Cancer drugs have come a long way in the past few years, with scientists creating new formulas to take on specific gene mutations, with the goal of limiting negative side effects while more effectively combatting disease. But the field of research is fairly new, so studies like BASIC3, which has enrolled 280 kids and their families, will go a long way toward finding more genetic mutations, and along with that, more tailored drugs.

If the families test positive for a mutation known to increase cancer risk, TCH counselors help them decide on a course of action, including regular screenings for siblings who might be at risk. “When we’re meeting with new families, one of the first questions is always, ‘Why did this happen? Are my other kids going to get cancer?’” Parsons says. “These are totally natural questions as a parent. So the hope is that this sort of testing can help us provide answers to that.”
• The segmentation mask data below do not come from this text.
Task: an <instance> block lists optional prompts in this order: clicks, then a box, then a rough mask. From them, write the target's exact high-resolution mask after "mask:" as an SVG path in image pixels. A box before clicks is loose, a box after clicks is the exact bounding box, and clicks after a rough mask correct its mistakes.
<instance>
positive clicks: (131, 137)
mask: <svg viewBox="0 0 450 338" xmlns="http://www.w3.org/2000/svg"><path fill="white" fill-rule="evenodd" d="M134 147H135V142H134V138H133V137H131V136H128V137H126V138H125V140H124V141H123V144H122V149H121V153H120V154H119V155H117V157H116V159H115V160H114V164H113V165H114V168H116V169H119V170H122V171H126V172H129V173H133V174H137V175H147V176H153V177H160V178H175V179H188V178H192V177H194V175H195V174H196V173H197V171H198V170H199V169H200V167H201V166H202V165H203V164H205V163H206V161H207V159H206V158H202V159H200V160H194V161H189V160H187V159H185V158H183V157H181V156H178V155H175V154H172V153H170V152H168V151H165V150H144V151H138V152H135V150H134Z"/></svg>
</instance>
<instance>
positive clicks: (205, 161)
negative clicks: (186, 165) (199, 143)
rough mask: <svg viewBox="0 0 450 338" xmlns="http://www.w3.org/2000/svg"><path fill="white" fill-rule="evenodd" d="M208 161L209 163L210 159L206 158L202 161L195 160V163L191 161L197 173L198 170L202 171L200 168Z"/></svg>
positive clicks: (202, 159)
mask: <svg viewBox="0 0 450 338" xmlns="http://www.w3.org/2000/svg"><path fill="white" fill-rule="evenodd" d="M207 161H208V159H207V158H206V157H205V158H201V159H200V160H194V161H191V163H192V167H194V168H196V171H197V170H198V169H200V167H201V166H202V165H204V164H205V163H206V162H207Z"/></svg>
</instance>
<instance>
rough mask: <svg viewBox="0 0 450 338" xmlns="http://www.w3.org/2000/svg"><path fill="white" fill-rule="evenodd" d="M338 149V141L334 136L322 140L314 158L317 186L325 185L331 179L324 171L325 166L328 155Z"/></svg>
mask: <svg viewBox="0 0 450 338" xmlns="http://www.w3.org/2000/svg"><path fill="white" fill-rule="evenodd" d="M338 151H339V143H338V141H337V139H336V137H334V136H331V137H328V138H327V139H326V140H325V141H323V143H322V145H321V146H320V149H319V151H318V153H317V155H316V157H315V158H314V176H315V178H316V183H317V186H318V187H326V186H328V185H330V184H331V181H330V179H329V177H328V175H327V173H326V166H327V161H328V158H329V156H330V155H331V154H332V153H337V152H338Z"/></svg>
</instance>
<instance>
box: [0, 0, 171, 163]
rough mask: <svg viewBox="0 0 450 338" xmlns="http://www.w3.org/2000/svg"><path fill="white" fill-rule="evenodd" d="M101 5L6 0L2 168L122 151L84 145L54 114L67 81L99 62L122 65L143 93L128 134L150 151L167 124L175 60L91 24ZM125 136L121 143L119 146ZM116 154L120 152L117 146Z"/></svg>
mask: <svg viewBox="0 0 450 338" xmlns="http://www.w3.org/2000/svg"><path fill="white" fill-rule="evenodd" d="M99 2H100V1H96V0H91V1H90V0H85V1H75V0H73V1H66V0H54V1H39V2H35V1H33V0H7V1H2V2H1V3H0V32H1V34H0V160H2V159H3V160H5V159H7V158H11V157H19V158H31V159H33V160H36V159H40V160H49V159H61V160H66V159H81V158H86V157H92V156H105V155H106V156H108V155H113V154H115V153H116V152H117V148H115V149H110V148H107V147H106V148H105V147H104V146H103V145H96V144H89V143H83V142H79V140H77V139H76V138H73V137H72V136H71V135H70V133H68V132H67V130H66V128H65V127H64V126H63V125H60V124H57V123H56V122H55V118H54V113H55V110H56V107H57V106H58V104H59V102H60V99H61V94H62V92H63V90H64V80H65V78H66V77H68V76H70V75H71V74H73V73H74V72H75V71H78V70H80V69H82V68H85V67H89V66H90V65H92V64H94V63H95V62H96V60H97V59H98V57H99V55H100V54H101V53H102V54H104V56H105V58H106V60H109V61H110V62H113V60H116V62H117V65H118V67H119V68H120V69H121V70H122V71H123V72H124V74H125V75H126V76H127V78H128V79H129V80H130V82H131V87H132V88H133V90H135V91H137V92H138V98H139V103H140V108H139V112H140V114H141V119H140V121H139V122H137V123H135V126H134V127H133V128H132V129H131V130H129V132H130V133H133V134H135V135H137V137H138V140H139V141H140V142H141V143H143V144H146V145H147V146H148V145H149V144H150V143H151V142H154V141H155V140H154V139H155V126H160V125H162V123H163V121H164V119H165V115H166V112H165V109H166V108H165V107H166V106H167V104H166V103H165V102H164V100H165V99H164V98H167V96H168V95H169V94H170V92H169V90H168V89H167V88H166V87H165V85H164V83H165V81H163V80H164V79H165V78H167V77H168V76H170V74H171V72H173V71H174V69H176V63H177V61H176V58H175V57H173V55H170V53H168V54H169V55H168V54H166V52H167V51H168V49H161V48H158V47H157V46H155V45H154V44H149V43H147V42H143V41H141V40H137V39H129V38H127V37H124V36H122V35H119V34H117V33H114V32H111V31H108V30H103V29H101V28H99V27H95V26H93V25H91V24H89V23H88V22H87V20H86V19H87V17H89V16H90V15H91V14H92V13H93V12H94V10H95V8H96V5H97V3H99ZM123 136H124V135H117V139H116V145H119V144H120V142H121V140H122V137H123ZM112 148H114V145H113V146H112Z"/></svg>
TCH now has a fully functioning genetic testing center that serves patients from Houston and around the country. And Parsons is spearheading a new, larger, national study that will build on BASIC3, called Pediatric MATCH. The program will enroll kids suffering from treatment-resistant cancers, sequence their genes, and match them up with clinical trials of drugs tailored to their specific needs.

“The way we’ve run trials in the past is, if we don’t know about the patient’s genetics and we have a new drug targeting a specific gene mutation, we’ll just enroll 100 kids and we’ll give it to all of them. What happens is, you get these results from the study, and it would seem a failure because it hadn’t helped almost any of the children. But if you dug through the data a little more, you’d say, ‘Wow, it didn’t work for these 95, but for this small handful, it was really awesome,’” Parsons says.

The point is to pick the needles out of the haystack. “It may be that there’s only 10 kids across the U.S. each year that have a mutation in the gene that would best respond to that drug,” he says, “but by doing this in a nationwide trial, we can hopefully find those patients and make a big difference for them.”